16 сентября 1894 года Джозеф Кроуз сделал следующую запись в своём походном блокноте: «Мы поднимались по крутой тропе, огибавшей гору. И вдруг монастырь Тяо Бон предстал перед нами. Меня поразила не толщина монастырских стен, а громадность постройки. Восьмиугольное сооружение сбоку выглядело четырёхугольником. Южные грани возвышались над центральной монастырской площадью, а северные росли из склона горы и отважно повисали над многокилометровой бездной. Снизу, с некоторых точек казалось, будто не монастырь, а сама каменная скала громоздиться до неба. Подойдя ближе, я увидел, что на каждом углу квадратного основания стояла семигранная башня, из семи сторон которой пять были обращены вовне так, что четыре стороны большого восьмигранника оказывались превращены в четыре малых семигранника, которые снаружи представлялись пятигранниками. Витиеватость и определённая многозначность форм строений монастыря Тяо Бон внушала робость и почтенное благоговение всякому взору, которому вдруг открывалось сие зрелище. Добро ещё в тот ясный день у постройки был не такой мрачный вид, как это могло привидеться в ненастную погоду».
– Моё смиренное почтение, Наместник Лунгху, – Лемюэль Смит низко склонил голову перед человеком, встретившим их в самом центре монастырской площади, выложенной грубым, серым булыжником. – Я не выполнил данного мной обета.

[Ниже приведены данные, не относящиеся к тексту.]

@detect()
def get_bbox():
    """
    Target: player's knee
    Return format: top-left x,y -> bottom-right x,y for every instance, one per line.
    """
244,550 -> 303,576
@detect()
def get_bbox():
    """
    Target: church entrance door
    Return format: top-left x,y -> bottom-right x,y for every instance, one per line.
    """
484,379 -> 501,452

Человек, который стоял перед ними, был среднего роста, сух и светел как кленовый лист, через который проглядывало осеннее солнце. Инспектор подумал, что его трудно было бы отнести определённо к одной из человеческих рас. Он не походил ни на индуса, ни на китайца, ни на европейца, а будто бы был причудливой смесью всех известных малых и больших человеческих рас и народностей. Одеждой его, не смотря на высокогорный холод, служил самый обычный кусок жёлтой ткани, напоминавший индийское сари, а на ногах его Кроуз заметил простые плетёные сандалии. Инспектор так же отметил про себя, что слова Смита, произнесённые им с неким артистическим надрывом, не изменили в лице человека ничего. Оно оставалось таким же сиятельно спокойным и не выражало собой ни радости, ни сожаления.

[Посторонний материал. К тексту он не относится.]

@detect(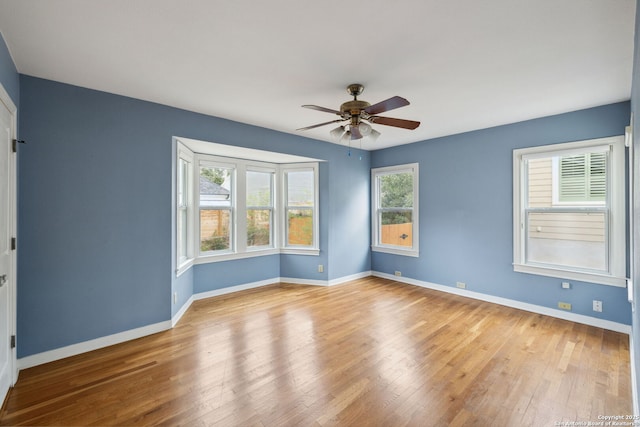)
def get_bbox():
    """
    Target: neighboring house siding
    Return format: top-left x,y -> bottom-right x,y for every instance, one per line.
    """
529,158 -> 605,242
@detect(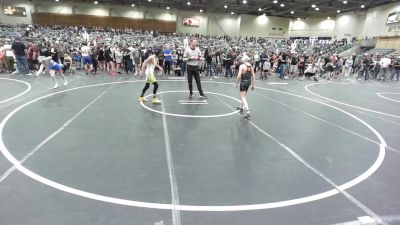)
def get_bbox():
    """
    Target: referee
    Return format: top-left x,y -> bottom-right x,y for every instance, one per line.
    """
183,37 -> 207,99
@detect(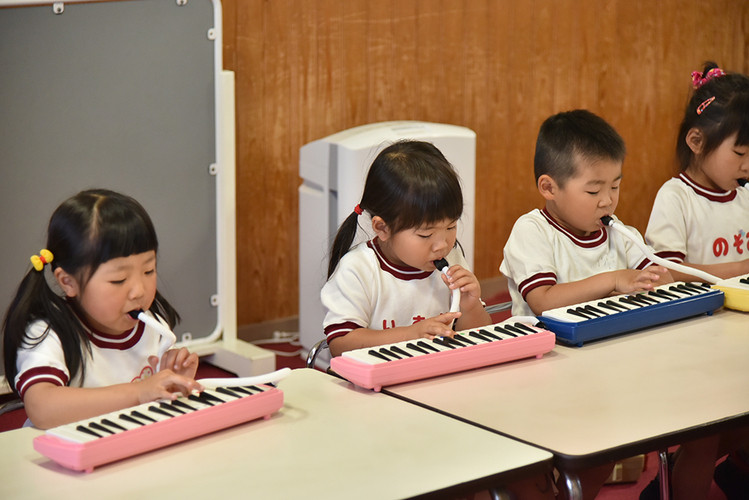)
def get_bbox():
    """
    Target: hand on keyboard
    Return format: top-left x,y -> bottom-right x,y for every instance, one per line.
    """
408,312 -> 462,339
614,266 -> 674,293
135,360 -> 203,404
148,347 -> 199,378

– Откуда тебе это известно, Татху? Разве твоя игра закончена? – наместник Лунгху говорил по-английски, с каким-то странным едва уловимым гортанным акцентом. Как будто бы некоторые звуки английской речи давались ему с трудом, или его голосовой аппарат был устроен несколько иначе, чем у обычного человека.
Послушник только ещё ниже склонил голову, и его длинные волосы закосматил подувший с горных вершин ветер.
– Кто Вы, я знаю, – наместник перевёл взгляд на инспектора, – добро пожаловать в монастырь Тяо Бон, мистер Кроуз.
– И я, кажется, знаю, кто Вы. Благодарю, Наместник Лунгху, мне о Вас рассказывал, – на этом месте инспектор запнулся и покосился на, стоящего рядом Смита, сделав рассеянный жест рукой в сторону коммивояжера, – Татху. Но откуда Вам известно, кто я, для меня остаётся загадкой.
– Так уж и загадкой? – карие глаза наместника слегка сузились и заиграли лукавыми бликами. – Впрочем, неучтиво держать гостей столь продолжительное время на холодном ветру. – (Инспектор заметил, что при слове «гостей» Смита слегка передёрнуло) – Лвангха проводит вас в заранее приготовленные для вас кельи.
Лвангха один из монахов с поклоном пригласил Кроуза и Смита следовать за собой. Наместник же остался стоять посреди монастырской площади, провожая вновь прибывших своим чистым незамутнённым взглядом.